Yeah, just looking at it, I cannot see how trying to maximize fun as much as possible, for as many as possible, can be seen as anything other than the ideal design goal of a game. Clearly there is room for more than one game or type of game, but doing everything to improve the user experience seems to be the major criteria I would identify as "good design" across the board.
 


Yeah, just looking at it, I cannot see how trying to maximize fun as much as possible, for as many as possible, can be seen as anything other than the ideal design goal of a game. Clearly there is room for more than one game or type of game, but doing everything to improve the user experience seems to be the major criteria I would identify as "good design" across the board.
This is questionable even as a metric on social policy - see eg the work of John Rawls - and even moreso is not plausible to me in the context of the creation of leisure activities.

If Luke and Thor want to spend their time writing brilliant RPGs like Burning Wheel and Torchbearer knowing that their player base will be in the millions, rather than producing what I'm sure would be excellent 5e supplements with a player base perhaps in the millions, they are not falling short of some ideal.

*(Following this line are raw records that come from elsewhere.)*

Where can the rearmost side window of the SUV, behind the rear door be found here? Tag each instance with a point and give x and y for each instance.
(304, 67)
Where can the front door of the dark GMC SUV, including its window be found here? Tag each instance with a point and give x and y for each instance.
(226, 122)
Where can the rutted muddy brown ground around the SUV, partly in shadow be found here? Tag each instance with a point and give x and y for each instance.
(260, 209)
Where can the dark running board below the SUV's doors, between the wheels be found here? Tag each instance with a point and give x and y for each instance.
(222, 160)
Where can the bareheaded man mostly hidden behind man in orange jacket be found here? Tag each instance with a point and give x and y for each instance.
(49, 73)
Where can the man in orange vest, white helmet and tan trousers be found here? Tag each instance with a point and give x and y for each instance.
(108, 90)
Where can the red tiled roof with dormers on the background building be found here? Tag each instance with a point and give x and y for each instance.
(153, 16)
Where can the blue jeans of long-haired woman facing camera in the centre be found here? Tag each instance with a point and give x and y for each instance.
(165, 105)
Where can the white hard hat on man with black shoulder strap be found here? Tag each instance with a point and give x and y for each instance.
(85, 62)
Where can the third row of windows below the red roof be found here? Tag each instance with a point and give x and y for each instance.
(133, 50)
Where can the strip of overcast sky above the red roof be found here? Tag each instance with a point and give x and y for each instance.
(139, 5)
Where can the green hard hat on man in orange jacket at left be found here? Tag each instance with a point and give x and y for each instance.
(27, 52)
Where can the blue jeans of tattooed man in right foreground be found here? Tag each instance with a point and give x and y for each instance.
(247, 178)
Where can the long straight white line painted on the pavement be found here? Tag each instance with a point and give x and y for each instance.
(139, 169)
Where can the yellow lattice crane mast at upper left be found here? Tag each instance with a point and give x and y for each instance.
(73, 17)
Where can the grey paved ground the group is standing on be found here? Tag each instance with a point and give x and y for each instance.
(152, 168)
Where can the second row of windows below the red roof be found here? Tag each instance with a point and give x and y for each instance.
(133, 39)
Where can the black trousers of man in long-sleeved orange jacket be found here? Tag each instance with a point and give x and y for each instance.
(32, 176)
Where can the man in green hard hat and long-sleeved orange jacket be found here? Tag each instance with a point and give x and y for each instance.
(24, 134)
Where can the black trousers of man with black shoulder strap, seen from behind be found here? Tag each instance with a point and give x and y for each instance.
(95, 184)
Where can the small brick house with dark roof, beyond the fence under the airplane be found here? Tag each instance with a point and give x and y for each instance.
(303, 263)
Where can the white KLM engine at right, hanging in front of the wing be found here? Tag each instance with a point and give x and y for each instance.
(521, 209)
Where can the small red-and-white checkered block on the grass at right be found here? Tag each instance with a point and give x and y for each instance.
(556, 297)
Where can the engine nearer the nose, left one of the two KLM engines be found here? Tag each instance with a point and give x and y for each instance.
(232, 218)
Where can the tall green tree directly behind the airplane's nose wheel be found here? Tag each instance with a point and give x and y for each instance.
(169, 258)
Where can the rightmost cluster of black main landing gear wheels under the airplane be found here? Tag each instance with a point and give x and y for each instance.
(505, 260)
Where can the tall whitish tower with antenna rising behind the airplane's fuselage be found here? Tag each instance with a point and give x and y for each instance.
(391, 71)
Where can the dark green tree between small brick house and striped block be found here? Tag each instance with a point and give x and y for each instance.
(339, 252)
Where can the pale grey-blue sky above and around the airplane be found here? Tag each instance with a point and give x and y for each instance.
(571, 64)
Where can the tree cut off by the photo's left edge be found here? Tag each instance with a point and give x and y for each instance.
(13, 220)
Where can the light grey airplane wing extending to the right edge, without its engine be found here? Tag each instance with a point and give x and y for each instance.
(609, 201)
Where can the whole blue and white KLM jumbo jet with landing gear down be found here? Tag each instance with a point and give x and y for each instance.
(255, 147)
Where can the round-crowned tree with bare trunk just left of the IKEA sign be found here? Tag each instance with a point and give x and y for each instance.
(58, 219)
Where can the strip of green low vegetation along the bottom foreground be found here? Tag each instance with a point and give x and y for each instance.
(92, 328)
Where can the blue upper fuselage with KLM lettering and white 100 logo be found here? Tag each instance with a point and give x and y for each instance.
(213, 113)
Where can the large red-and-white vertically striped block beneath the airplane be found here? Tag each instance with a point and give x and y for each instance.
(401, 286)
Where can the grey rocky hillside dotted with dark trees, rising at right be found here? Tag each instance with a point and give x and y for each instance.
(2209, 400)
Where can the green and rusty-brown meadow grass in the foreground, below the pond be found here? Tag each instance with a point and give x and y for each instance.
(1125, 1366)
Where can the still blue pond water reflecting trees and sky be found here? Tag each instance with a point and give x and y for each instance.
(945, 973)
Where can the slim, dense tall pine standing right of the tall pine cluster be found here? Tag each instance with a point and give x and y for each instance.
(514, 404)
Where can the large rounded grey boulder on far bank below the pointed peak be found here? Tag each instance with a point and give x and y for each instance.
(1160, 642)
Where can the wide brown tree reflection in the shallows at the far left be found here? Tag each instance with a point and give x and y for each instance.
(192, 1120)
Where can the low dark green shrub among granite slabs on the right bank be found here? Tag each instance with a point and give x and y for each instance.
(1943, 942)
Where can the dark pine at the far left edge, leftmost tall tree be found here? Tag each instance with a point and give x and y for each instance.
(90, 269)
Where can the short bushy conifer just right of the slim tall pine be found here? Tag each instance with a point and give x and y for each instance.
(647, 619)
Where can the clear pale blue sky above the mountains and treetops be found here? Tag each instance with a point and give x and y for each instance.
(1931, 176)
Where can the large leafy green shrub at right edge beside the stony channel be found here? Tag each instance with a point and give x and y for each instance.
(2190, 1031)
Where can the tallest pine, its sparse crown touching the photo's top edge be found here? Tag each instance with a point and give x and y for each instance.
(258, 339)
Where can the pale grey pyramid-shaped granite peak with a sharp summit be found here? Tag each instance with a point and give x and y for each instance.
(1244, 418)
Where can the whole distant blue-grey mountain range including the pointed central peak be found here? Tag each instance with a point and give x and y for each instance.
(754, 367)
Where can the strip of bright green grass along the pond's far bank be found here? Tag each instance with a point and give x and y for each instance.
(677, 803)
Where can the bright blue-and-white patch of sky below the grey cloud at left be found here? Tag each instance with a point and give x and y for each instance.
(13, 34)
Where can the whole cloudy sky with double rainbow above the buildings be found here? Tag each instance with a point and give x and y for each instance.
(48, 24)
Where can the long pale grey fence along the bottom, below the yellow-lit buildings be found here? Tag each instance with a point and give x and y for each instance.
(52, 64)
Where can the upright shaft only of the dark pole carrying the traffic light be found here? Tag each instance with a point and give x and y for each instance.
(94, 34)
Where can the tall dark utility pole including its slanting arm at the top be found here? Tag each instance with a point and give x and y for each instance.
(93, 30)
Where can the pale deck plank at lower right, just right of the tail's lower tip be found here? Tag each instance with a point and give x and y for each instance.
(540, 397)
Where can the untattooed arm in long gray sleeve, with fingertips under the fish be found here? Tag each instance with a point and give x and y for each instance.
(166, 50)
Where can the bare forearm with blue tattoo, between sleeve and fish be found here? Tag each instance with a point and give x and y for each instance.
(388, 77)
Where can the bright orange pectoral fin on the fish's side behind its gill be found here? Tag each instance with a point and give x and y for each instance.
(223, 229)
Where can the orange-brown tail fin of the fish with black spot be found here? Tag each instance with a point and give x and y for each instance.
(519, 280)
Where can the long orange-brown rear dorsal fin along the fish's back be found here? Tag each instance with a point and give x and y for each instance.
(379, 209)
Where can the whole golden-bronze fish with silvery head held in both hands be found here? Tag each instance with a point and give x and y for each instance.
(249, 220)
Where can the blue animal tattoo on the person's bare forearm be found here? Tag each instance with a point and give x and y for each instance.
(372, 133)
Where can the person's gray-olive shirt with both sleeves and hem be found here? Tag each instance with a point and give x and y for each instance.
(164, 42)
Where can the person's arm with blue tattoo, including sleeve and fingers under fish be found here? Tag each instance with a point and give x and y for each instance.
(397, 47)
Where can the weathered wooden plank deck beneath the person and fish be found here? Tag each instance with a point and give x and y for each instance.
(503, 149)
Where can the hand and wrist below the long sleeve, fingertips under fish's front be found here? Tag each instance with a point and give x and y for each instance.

The contrary position strikes me as completely indefensible.
 

This is questionable even as a metric on social policy - see eg the work of John Rawls - and even moreso is not plausible to me in the context of the creation of leisure activities.

If Luke and Thor want to spend their time writing brilliant RPGs like Burning Wheel and Torchbearer knowing that their player base will be in the millions, rather than producing what I'm sure would be excellent 5e supplements with a player base perhaps in the millions, they are not falling short of some ideal. The contrary position strikes me as completely indefensible.
I would refer you to the earlier analogy I made of the "Super Spicey Cookbook" versus the "Brtter Home and Gardens" cookbook. Ibthink in both cases, the writers should be working to maximize the number of people being served and delight then as much as possible, even if they have a self-imposed limitation and the spicy writers know they will not be the next Better Homes and Gardens in sales. But in either case, failing to take user needs and desires unto account would be disastrous.
 

That is really, really not true of cookbooks. Even good cookbooks. And mixing, matching, and adjusting are definitely part of cooking, even with the suggestions in a cookbook.

Same with a DIY game like D&D: WotC sells tools that people use to make their fun, it is not a pre-packaged experience in the control of an aueter like a TV show or a movie.

I mean, checkers is already a complete game at this point, but...yes. designing for fun is what game design is. The more fun the game provides, and to the widest range of people, is what constitutes good theological design for a game.

Better at achieving what end...? It's still really not clear to me what good game design can consist in other than making ad many people as possible happy.
See, I just can't accept that WotC's 5e is the best possible role-playing game, and that conclusion is all I can draw from what you're saying. Popularity simply does not equal quality.